By Madison Mayberry Hofmeyer
Updated Aug 31, 2017



  • 1/2 cup unsalted butter
  • 2 cloves garlic, finely chopped
  • 1/2 cup all-purpose flour
  • 2 cups whole milk
  • 2 cups Progresso™ chicken broth (from 32-oz carton)
  • 1 tablespoon Italian seasoning


  • 12 no-boil lasagna noodles
  • 2 cups shredded deli rotisserie chicken
  • 3 cups baby spinach leaves
  • 1 container (15 oz) whole milk ricotta cheese
  • 1 egg, beaten
  • 1 cup shredded mozzarella cheese (4 oz)
  • 3/4 cup water
  • 3 tablespoons Progresso™ Italian-style bread crumbs
  • 1/2 cup shredded Parmesan cheese
Make With
Make With
Progresso Breadcrumbs


  • 1
    Heat oven to 375°F. Spray 13x9-inch baking dish with cooking spray. Set aside.
  • 2
    In 4-quart saucepan, melt butter over medium heat. Add garlic; cook 2 to 3 minutes or until garlic is fragrant. Slowly beat in flour with whisk; cook about 1 minute or until smooth. Beat in milk and broth, 1 cup at a time, beating until thickened after each addition. Remove from heat. Beat in Italian seasoning.
  • 3
    Pour 1 cup of the milk mixture into baking dish. Top with 3 lasagna noodles. Sprinkle one-third of the chicken and 1 cup of the spinach on top. In small bowl, stir together ricotta and egg. Spread one-third of the ricotta mixture on top of chicken and spinach.
  • 4
    Place 3 lasagna noodles on top of the ricotta, followed by 1 cup of the milk mixture, one-third of the chicken, 1 cup of the spinach and one-third of the ricotta mixture.
  • 5
    Repeat with another layer of 3 lasagna noodles, 1 cup milk mixture, remaining chicken and spinach and remaining ricotta. Finish with last 3 lasagna noodles and remaining milk mixture. Sprinkle with mozzarella cheese.
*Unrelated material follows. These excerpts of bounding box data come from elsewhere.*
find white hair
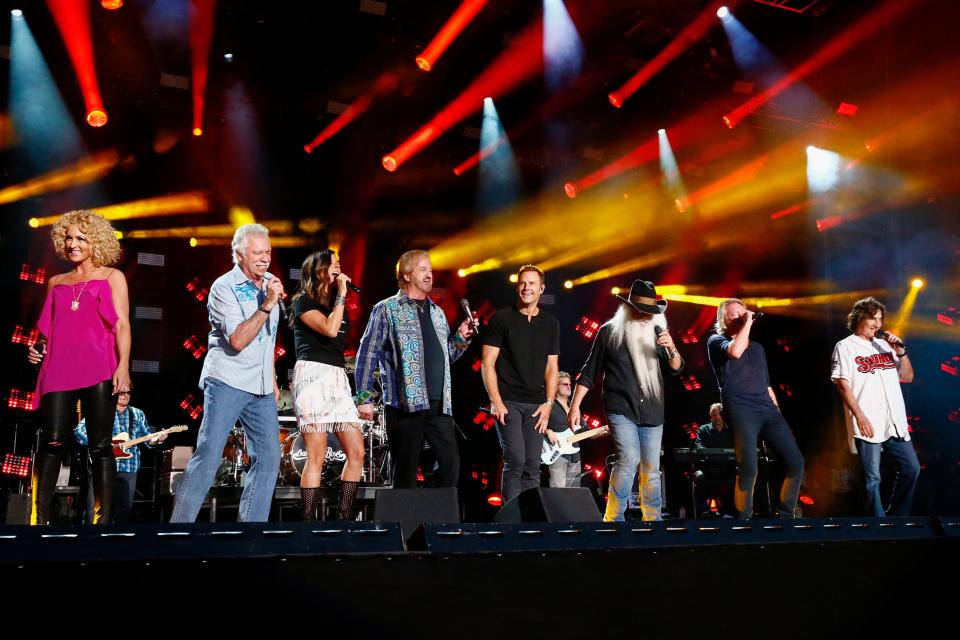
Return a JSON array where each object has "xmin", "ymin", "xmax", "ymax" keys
[
  {"xmin": 604, "ymin": 304, "xmax": 667, "ymax": 399},
  {"xmin": 230, "ymin": 223, "xmax": 270, "ymax": 264}
]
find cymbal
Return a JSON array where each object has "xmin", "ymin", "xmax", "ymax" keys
[{"xmin": 277, "ymin": 389, "xmax": 293, "ymax": 411}]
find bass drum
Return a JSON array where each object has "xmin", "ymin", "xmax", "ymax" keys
[{"xmin": 280, "ymin": 431, "xmax": 347, "ymax": 486}]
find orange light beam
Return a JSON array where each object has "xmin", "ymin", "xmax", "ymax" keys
[
  {"xmin": 47, "ymin": 0, "xmax": 107, "ymax": 127},
  {"xmin": 303, "ymin": 72, "xmax": 400, "ymax": 153},
  {"xmin": 723, "ymin": 0, "xmax": 919, "ymax": 129},
  {"xmin": 687, "ymin": 153, "xmax": 770, "ymax": 206},
  {"xmin": 416, "ymin": 0, "xmax": 487, "ymax": 71},
  {"xmin": 563, "ymin": 113, "xmax": 704, "ymax": 198},
  {"xmin": 0, "ymin": 151, "xmax": 120, "ymax": 205},
  {"xmin": 607, "ymin": 2, "xmax": 735, "ymax": 109},
  {"xmin": 382, "ymin": 17, "xmax": 543, "ymax": 171},
  {"xmin": 37, "ymin": 191, "xmax": 210, "ymax": 227},
  {"xmin": 189, "ymin": 0, "xmax": 217, "ymax": 136}
]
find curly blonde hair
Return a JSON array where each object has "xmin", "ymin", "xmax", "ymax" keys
[{"xmin": 50, "ymin": 209, "xmax": 120, "ymax": 267}]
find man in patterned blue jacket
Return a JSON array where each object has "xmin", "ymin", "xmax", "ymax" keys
[
  {"xmin": 73, "ymin": 391, "xmax": 167, "ymax": 524},
  {"xmin": 356, "ymin": 250, "xmax": 473, "ymax": 489}
]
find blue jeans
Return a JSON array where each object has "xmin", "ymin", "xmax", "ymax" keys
[
  {"xmin": 724, "ymin": 402, "xmax": 803, "ymax": 520},
  {"xmin": 854, "ymin": 438, "xmax": 920, "ymax": 518},
  {"xmin": 603, "ymin": 413, "xmax": 663, "ymax": 522},
  {"xmin": 170, "ymin": 378, "xmax": 280, "ymax": 522}
]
Pour the water on top of lasagna; cover pan with foil.
  • 6
    Bake 45 minutes. Remove foil; top with bread crumbs and Parmesan cheese. Bake 10 to 15 minutes longer or until topping is bubbly and golden brown. Cool 10 to 15 minutes before cutting.

Tips from the Betty Crocker Kitchens

  • tip 1
    Store leftovers in resealable container in refrigerator up to 3 days.
  • tip 2
    Substitute white beans for shredded rotisserie chicken to make this a vegetarian main dish.